If you are already in the directory with your corpus files:
(gci -r ./*.txt).fullname > filelist.lst

Unix-style OSes: Linux and Mac OS

Unix-style operating systems such as Linux or Mac OS: /

ls -d -1 $PWD/*.* > filelist.lst

Using the filelist in CoreNLP

To annotate the files in the file filelist.lst, we have to make known to CoreNLP that this is your list of annotation target files. We do this by means of the parameter -filelist followed by the name of the filelist.lst with its full path if it is not located in the CoreNLP directory. Note that the parameter -filelist is used here instead of -file which we used to address just a single file:

:: Stanford Core NLP batch file to be called from the commandline

:: calls the Stanford Core NLP Tools with input files from a specified directory (-filelist) and writes output to a directory of the user's choice (-outputDirectory)

:: note that this whole call must be on one single line; the line breaks in the text below are merely displayed for layout purposes

java -cp “*” -Xmx2g edu.stanford.nlp.pipeline.StanfordCoreNLP -annotators tokenize,ssplit,pos,lemma,ner,parse,dcoref -filelist “D:\CORPUS-DIRECTORY\filelist.lst” -outputFormat xml -outputDirectory “D:\CORPUS-DIRECTORY\core-nlp-output”

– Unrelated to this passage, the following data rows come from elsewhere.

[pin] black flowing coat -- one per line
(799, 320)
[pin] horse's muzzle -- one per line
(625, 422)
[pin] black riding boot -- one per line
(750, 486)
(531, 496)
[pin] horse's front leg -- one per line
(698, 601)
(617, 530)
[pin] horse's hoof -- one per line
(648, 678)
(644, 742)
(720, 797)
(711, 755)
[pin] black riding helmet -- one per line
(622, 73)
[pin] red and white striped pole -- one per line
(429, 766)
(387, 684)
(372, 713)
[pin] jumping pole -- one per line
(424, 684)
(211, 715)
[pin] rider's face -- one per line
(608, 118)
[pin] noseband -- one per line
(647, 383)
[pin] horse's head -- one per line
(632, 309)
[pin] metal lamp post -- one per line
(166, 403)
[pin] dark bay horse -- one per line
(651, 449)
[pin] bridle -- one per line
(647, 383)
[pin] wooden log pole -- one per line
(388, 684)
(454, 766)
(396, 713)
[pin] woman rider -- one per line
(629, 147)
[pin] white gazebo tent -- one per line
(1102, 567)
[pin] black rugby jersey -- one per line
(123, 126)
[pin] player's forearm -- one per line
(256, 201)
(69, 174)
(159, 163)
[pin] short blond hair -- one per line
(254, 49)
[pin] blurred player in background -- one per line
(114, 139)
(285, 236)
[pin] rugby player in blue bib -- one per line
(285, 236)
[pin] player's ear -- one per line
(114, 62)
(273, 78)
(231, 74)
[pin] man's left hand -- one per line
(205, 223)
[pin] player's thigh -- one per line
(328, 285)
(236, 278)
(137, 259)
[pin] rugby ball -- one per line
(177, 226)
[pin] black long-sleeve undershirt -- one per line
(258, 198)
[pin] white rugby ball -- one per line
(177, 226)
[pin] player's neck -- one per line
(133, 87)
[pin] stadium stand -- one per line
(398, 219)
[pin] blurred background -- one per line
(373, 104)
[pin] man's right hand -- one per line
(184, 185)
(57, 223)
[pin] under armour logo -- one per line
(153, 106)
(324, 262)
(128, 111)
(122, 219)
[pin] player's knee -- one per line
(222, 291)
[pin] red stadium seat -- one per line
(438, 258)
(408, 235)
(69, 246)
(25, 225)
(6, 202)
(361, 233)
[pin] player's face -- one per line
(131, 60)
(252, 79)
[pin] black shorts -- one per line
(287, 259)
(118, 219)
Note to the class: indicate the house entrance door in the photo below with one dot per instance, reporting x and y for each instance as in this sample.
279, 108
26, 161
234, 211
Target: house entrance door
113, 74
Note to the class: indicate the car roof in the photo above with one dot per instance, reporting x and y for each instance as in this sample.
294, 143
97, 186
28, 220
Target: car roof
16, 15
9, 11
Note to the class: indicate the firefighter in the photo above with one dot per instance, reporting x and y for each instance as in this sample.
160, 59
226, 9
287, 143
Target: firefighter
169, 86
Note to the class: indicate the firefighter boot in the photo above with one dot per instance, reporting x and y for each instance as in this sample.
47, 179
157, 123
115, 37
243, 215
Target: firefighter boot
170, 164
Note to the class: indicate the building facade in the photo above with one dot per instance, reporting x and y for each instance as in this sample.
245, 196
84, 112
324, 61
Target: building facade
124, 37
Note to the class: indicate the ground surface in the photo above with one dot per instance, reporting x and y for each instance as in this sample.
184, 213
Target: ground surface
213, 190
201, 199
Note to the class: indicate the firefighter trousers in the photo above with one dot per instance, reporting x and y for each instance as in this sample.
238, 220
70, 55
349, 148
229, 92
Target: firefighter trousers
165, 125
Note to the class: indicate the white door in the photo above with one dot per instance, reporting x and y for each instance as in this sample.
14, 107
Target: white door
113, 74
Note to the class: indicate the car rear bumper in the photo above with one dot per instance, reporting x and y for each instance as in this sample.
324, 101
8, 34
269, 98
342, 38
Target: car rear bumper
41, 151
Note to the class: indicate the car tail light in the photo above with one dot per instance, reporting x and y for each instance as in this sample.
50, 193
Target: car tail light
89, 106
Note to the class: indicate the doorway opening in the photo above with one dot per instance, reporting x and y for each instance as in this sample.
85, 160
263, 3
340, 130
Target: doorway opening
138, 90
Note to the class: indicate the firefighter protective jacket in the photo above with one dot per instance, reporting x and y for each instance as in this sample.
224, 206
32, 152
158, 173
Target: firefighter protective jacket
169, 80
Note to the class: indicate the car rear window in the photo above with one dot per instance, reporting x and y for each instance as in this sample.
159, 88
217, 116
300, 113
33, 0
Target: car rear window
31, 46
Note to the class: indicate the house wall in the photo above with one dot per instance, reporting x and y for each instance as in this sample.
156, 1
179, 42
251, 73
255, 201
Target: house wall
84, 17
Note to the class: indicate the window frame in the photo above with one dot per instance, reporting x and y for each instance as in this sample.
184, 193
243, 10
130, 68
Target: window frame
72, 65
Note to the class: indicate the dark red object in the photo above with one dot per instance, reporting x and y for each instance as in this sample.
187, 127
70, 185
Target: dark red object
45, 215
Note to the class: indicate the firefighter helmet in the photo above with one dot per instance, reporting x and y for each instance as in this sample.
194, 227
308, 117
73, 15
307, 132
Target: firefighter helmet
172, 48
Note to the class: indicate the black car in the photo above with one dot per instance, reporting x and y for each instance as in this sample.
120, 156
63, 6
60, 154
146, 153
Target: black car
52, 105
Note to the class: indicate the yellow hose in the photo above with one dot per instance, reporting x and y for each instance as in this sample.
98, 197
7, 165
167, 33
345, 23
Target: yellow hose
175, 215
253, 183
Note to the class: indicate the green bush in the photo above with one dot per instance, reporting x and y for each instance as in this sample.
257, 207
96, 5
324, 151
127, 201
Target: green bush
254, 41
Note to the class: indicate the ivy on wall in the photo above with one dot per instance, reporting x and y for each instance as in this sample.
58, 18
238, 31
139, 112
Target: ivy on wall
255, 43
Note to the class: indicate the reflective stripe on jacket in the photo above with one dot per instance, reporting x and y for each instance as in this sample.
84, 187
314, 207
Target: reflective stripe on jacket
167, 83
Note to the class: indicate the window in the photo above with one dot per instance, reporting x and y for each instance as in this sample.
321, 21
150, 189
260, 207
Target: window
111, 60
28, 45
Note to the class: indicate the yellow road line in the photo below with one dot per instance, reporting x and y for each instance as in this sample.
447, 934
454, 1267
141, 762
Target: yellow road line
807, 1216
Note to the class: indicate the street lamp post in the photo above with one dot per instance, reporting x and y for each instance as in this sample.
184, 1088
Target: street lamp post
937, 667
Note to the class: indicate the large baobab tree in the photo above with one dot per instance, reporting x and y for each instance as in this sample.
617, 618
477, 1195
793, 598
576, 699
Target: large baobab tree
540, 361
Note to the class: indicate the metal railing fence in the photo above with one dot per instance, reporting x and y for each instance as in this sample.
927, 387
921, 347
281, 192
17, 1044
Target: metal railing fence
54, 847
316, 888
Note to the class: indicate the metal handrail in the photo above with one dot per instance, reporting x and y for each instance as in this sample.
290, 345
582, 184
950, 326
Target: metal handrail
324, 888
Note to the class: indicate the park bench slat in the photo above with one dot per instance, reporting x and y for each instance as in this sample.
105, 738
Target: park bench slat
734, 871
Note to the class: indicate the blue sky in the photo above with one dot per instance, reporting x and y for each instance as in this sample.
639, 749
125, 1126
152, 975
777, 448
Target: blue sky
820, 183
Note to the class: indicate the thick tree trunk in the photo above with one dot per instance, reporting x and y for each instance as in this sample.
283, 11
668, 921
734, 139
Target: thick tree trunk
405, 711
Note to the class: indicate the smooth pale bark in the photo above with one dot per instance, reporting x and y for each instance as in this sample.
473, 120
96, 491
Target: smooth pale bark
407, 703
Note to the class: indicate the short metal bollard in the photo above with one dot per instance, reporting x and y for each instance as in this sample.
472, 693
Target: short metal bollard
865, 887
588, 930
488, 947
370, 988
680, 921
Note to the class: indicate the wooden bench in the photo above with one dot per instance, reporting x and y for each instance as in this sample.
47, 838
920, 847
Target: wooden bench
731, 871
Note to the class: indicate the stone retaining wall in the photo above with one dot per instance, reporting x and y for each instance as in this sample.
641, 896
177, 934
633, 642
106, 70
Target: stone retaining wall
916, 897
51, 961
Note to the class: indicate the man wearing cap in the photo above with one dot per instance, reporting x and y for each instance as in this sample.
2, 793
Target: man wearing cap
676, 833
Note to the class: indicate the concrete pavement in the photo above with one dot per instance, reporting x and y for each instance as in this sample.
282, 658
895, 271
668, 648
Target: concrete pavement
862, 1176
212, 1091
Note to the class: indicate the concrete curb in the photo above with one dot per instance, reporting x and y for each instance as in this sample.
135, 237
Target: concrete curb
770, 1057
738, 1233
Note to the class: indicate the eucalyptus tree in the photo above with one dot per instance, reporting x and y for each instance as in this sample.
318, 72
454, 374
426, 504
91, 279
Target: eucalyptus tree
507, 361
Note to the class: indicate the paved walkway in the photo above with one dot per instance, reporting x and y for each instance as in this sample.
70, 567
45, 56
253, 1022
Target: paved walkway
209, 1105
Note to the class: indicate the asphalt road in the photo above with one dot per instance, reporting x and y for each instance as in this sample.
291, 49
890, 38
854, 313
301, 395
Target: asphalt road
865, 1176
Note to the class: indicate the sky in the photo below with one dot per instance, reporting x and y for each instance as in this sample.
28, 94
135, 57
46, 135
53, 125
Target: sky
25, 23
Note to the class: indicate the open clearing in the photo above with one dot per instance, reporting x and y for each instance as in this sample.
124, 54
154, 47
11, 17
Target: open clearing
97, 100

The last parameter used here is called -outputDirectory and allows you to tell the CoreNLP tools where to write the annotated output files. It needs to be followed by a path to an existing output directory. This can be located in a directory parallel to the directory with the input files so that you can use this directory as a source for any further processing. Keep annotated files separate from original corpus files is a very good idea in order to keep some order in your file system.

Please note that if you are processing multiple longer files you may have to increase the amount of allocated memory by increasing the value of the parameter

-Xmx2g

to 4 or even more gigabytes depending on how much RAM you have on your machine. Please also be aware that also your operating system and any other processes running on your machine will use up some RAM, so in reality, you cannot allocate all available RAM to CoreNLP. Many processing pipelines especially for languages other than English require lots of memory.